09/8/08
One of the most common mistakes I see many web developers make is trying to hide webpages from search engines while making it incredibly easy for people to discover those pages. Your eyes may start to glaze while reading this, but stay with me…this will save your booty at some point. The first and most common mistake is the use of a robots.txt file. Basically what this file does is tells spiders (search engines) what files and directories to scan. You can usually see if a website has one by simply adding a /robots.txt after their domain name. For example, you could see Google’s by going to http://www.google.com/robots.txt, which reveals numerous directories they don’t want search engines to scan…interesting stuff if you’re into that sort of thing.

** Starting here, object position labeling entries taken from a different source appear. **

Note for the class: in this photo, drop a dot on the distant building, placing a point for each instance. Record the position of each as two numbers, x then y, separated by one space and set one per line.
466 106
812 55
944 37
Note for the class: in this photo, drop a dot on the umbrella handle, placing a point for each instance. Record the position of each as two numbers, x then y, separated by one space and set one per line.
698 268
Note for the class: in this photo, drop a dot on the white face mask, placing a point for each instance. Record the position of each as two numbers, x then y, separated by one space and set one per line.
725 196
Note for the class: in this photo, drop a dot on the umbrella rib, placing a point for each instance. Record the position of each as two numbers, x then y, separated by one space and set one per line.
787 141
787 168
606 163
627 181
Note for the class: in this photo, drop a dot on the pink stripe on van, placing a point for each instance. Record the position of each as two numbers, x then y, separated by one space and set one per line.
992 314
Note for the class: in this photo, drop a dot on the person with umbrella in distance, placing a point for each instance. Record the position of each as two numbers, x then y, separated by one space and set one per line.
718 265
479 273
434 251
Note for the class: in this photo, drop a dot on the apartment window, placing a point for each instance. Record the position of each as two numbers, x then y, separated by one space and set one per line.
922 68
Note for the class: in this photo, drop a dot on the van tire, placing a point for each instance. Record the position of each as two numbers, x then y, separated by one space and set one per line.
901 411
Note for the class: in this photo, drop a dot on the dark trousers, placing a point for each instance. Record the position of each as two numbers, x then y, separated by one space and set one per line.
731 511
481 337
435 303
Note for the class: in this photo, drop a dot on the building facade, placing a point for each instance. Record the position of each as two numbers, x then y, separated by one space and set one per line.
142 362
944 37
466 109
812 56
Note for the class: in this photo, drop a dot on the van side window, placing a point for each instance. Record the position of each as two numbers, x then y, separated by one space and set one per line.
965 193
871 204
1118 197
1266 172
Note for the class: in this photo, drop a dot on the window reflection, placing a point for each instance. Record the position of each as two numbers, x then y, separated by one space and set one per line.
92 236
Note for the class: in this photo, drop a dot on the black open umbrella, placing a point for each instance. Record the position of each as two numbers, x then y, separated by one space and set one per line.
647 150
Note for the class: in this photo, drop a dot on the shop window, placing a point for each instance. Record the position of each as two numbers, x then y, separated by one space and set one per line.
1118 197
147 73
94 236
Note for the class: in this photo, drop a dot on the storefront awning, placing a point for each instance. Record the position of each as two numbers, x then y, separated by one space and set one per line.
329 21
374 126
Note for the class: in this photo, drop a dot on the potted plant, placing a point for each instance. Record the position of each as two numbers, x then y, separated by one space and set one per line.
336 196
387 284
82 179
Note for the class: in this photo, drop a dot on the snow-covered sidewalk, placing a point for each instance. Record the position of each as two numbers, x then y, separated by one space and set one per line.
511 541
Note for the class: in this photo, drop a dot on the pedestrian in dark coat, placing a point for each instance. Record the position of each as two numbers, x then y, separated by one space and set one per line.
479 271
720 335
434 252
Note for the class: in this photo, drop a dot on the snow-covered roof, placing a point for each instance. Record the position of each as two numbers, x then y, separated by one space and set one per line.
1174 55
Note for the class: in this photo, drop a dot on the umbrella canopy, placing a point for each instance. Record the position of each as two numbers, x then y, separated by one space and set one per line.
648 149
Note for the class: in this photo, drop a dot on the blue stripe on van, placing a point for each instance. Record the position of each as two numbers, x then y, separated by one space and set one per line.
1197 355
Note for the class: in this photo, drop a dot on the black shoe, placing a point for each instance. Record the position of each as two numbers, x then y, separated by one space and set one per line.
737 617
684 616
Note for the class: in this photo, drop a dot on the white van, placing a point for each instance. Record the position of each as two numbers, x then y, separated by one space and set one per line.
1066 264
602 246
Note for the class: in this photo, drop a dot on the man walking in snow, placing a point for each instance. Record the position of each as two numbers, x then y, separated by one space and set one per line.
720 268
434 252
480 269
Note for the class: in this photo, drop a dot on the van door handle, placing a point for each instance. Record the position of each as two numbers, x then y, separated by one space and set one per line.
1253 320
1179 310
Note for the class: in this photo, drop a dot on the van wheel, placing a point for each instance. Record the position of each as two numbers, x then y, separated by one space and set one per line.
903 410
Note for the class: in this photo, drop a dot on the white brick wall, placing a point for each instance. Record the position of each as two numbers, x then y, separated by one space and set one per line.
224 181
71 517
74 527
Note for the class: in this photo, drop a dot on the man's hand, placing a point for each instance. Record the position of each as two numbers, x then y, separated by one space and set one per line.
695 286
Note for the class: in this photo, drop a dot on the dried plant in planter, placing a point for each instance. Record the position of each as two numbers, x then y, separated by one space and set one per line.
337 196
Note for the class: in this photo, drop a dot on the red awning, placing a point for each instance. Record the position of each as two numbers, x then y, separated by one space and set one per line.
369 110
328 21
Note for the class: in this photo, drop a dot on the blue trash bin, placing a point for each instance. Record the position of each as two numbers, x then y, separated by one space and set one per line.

So…how can this be a bad thing? Well, take a look at Google’s robots.txt again and notice how they disallow directories, which is the proper way of doing it. The mistake that some websites make is to disallow actual pages. It could say something like:
User-agent: *
Disallow: hiddenpage.html
Now, the “User-agent: *” part means “Hey all search engines…this applies to all of you”. Then the “Disallow: hiddenpage.html” line means exactly what it implies…don’t mess with hiddenpage.html. Now while this is all fine and dandy when it comes to search engines, what happens is that hiddenpage.html is now exposed to the entire world! Even worse, if there are multiple pages like this in the robots.txt, then the website has essentially listed every single secret page in one, organized location for anyone to see. (More info about setting up a robots.txt file)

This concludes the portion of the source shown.